When I finally emerged above the clouds, the view was stunning. Below me was an ocean of white with several volcanos dotted about, like upturned ice cream cones. And the most impressive of them was nearby, Volcán Fuego, spouting towering clouds of smoke and ashes, and bleeding the vivid red of the streams of lava. It was a magnificent spectacle.
But by now, my progress had very much slowed. My breathing was very heavy and my heart was beating so much, that I could feel the rapid thumping in my forehead. In the last thirty minutes trudging steeply up on loose rocks and dust of the old lava flows, I found myself taking ten steps, resting for ten seconds, in repetition, until I finally reached the highest point on the mountain.
Down below, on the bed of the crater, I could see a partially completed building. I found out later that it was intended to be a religious retreat. I was tempted to try to find a path down into the crater, but decided against it. If I wanted to descend before dark, I needed to soon start back. I then understood why most people did the climb over two days.
Although relatively easy at first, descending brings into play a different set of muscles. It is not until the descent does one realize how far one has ascended on a mountain. After two hours I realized that I was not much more than half-way down, and the sun was visibly lower in the sky.
It was not long after I was back in the trees, that I heard a crashing and thudding coming in my direction.
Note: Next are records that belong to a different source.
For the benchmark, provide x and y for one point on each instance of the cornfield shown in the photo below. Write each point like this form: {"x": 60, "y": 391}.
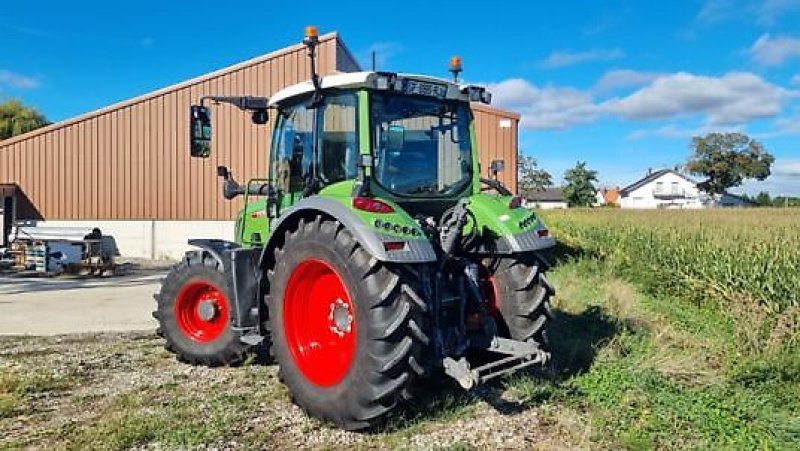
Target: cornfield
{"x": 719, "y": 256}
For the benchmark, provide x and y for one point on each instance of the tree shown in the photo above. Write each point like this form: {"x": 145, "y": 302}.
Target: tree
{"x": 726, "y": 160}
{"x": 530, "y": 178}
{"x": 16, "y": 119}
{"x": 580, "y": 190}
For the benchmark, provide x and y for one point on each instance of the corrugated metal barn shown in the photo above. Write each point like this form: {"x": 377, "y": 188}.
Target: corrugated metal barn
{"x": 126, "y": 167}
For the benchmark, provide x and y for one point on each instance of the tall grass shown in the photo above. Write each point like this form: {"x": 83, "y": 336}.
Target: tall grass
{"x": 720, "y": 256}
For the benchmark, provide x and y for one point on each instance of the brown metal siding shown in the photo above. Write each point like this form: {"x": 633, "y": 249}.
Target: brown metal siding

I did not have time to even imagine what it could have been, when a group of Indians burst out of the trees, across the road in front of me, laughing, shouting waving, and noisily disappearing headlong down a non-existent path. I guessed that they were workers from the building work in the crater, and for them, straight down the mountain was preferable to the tourist path that I was on.
I was not tempted to follow them.
I reached the police post at just after 17:00, signed the logbook, and headed back along the road to Antigua. It was already dark when I passed under the Arco de Santa Catarina.